Insomma, un ragazzo di quasi vent’anni con la testa sulle spalle, la cultura del lavoro e la voglia di arrivare. Tutte qualità importantissime in ogni campo, in special mondo nel calcio di oggi.
Per chiudere questo viaggio alla scoperta di Paride, quindi, era doverosa qualche domandina riguardante la sua vita privata, i suoi gusti, i suoi pensieri… “Il prossimo febbraio festeggerò i vent’anni. Ho la ragazza ad Andria, il mio paese, quindi ogni qualvolta ho qualche giorno libero torno giù per passare del tempo con lei. Per il resto sono un ragazzo come tanti: amo le canzoni di Ligabue, adoro stare con gli amici e mi piace molto andare al cinema”.

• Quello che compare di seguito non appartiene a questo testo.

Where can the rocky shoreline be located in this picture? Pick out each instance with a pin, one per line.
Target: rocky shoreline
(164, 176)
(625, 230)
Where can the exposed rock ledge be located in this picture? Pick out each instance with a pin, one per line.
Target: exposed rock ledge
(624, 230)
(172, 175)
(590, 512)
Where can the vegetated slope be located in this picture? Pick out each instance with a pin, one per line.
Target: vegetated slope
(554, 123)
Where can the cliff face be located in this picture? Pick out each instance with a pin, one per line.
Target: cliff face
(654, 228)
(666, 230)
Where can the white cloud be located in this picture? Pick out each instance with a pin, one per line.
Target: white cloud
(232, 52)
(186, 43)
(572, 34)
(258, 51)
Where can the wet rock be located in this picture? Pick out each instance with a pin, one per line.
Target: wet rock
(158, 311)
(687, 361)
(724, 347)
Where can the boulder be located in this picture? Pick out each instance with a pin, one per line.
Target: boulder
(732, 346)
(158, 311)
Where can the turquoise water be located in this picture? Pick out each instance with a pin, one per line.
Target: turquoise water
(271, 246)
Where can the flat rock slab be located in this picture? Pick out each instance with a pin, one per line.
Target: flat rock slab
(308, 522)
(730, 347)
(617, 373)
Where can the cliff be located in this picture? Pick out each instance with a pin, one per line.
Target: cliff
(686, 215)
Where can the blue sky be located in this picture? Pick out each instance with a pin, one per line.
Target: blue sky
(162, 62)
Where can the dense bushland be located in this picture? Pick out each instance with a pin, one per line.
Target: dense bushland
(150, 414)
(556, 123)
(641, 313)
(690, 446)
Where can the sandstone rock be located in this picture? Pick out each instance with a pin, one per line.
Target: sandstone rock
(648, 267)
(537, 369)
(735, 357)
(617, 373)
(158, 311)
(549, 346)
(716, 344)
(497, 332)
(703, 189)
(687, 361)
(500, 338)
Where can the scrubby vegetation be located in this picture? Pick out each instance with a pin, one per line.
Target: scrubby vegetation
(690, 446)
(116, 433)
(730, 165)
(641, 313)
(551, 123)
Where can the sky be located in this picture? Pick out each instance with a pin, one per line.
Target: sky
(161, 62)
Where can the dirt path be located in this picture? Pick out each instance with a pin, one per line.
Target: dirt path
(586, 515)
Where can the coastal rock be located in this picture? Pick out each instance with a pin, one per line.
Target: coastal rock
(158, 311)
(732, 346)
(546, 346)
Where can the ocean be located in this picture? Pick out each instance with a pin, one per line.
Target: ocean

Un portiere, però, non può essere fino in fondo una persona normale. O, almeno, così dicono: pare infatti che ci sia una caretteristica comune ad ogni numero 1, una certa “pazzia” di fondo, innata, propria di tutti gli estremi difensori. Così come, del resto, di grandissimi portieri è piena la storia del calcio. Due questioni riguardo alle quali ho voluto interrogare anche lui: “(ride) Eh sì, la pazzia è una caratteristica riscontrata comunemente nei portieri… ed in effetti credo di averne anche io la mia parte. Per quanto riguarda il miglior portiere di sempre, invece, dico che sicuramente ce ne sono stati diversi molto forti ma credo che il migliore in assoluto sia Buffon”.
Buffon. Proprio quel portiere che iniziò da bimbo come giocatore di movimento, salvo poi scalare tra i pali crescendo.
Proprio quel portiere che qualcuno della generazione di Paride dovrà finire col sostituire tra i pali della nostra nazionale.